The southern alps, Lillian noted, are "extremely remote, rough, bushy and wet." Nobody knew whether Molly had followed her owner down the waterfall, or had spent the week quietly making her way back. The team's best guess: Molly had spent seven days slowly heading toward the last place she had been.
Found at the foot of the waterfall
On April 1 — a week and a day after Johnston's fall — the helicopter flew into the valley. They went straight to where Johnston had landed.
They went directly to the spot where the owner, Jessica, had fallen. And much to our surprise, Molly was there.

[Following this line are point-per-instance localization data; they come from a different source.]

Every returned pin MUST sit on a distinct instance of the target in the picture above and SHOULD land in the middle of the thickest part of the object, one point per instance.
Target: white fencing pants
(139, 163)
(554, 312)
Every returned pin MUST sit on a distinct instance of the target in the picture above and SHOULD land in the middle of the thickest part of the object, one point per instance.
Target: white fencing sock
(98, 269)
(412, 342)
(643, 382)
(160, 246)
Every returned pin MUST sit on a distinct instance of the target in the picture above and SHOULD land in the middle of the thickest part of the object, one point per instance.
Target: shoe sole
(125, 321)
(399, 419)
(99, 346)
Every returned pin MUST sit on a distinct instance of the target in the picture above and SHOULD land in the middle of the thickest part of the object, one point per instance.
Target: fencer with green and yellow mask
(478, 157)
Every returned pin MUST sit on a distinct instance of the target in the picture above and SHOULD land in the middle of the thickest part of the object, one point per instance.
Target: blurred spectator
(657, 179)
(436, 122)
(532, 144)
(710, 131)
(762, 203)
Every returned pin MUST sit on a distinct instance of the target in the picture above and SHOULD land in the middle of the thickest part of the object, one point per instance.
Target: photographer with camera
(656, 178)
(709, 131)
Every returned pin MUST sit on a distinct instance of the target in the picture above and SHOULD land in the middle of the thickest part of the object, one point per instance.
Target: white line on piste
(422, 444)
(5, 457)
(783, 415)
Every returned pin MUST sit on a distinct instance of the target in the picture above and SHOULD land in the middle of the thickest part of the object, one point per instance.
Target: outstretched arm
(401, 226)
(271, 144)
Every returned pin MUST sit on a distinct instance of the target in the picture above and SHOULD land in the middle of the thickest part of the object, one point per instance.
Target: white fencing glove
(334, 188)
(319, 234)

— Lillian Newton, Precision Helicopters
Molly was stranded at the base of the waterfall, surrounded by sharp, mossy rocks in a spray of mist. Wayne climbed out of the helicopter, offered her a piece of sausage, and carried her aboard — with Bingo tucked under his other arm. Video of the rescue shows Molly lifted from the rocks, wet and subdued but alive.

Playing fetch within the hour
Molly's condition, Matt Newton said, was "surprisingly good." His working theory was that she had survived the week hunting feral animals — possibly possums, which are plentiful in the New Zealand bush and considered a pest species. By the time Molly reached the helicopter base, she was already chasing a ball.

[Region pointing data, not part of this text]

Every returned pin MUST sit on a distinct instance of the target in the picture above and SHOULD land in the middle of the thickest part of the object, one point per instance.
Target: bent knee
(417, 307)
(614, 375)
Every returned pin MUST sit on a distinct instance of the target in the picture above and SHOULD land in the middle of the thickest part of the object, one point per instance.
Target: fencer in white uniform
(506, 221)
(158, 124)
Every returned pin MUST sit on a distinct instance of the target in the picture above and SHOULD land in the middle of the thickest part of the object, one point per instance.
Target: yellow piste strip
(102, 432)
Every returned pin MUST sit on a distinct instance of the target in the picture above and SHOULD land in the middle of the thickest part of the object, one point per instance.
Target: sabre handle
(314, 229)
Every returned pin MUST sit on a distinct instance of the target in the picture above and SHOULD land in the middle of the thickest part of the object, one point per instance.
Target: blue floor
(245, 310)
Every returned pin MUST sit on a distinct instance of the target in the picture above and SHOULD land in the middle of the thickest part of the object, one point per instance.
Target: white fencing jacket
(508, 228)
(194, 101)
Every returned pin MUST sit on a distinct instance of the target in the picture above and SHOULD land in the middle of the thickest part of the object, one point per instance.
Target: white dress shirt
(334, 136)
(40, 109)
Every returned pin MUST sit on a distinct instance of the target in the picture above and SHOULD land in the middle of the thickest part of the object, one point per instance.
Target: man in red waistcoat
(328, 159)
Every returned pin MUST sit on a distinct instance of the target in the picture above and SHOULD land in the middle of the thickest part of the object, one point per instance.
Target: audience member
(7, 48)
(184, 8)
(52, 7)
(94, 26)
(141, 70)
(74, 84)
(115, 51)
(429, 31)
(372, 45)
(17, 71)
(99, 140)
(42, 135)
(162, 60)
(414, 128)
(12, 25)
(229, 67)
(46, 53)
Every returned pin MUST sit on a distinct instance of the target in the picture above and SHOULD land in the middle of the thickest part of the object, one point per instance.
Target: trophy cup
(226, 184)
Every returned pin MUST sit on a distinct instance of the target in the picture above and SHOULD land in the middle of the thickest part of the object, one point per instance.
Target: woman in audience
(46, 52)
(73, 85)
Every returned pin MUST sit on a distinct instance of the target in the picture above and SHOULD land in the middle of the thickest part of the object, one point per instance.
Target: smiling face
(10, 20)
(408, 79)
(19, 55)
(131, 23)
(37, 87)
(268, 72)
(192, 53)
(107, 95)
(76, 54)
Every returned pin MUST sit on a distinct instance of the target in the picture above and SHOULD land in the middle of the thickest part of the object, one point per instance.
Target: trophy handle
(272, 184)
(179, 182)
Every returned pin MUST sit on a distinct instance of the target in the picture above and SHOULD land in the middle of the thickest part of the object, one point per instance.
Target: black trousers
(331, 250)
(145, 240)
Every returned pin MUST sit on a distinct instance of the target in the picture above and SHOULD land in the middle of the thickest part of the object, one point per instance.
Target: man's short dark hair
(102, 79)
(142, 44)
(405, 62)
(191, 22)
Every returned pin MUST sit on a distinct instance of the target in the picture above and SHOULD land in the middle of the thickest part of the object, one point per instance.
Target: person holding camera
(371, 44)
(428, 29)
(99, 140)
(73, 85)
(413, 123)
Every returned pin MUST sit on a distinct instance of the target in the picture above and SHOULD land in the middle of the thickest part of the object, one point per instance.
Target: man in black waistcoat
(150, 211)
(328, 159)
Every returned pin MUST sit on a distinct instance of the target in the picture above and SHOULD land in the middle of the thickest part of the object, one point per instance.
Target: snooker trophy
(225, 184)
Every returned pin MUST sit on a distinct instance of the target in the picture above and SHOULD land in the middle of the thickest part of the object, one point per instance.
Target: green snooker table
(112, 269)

She was in pretty good nick, a little bit subdued, but I think she looked like she knew she was being rescued.
— Matt Newton, pilot, Precision Helicopters
The emotion in the crew was overwhelming — and these were people who had never met this dog or her owner before. "Someone told me that I would be 'lotto lucky' to find her," Lillian Newton said, "so for it all to pay off is just amazing." She said Johnston had been dealing with the heartbreak of not knowing Molly's fate on top of her own injuries. The two outcomes were, in Lillian's mind, inseparable.
She'll heal a lot better
The reunion between Molly and Johnston — Johnston still in a cast, lowering herself carefully to the ground, Molly running towards her — was watched by millions after video circulated online. Johnston wrote on Facebook that it had been "a bloody rough week, but with both of us back home I can add this adventure to the list. Still a great trip before our lives got turned upside down."
Matt Newton, watching the reunion, put it simply: "I think she'll heal a lot better having the dog by her side." This is, of course, anecdote. But it is anecdote grounded in something well-documented — the measurable physiological effect of reunion with a bonded animal on recovery, on cortisol levels, on the will to get better.
What stays with you about this story, beyond the thermal imaging and the crowdfunded helicopter hours, is something quieter: Molly, a dog who had never known any wilderness without a familiar pair of hiking boots in front of her, returning to the last spot where Johnston had been and simply waiting. She did not run. She stayed. Some walks, we plan very carefully. And some, it turns out, the dog is the one who knows the way home.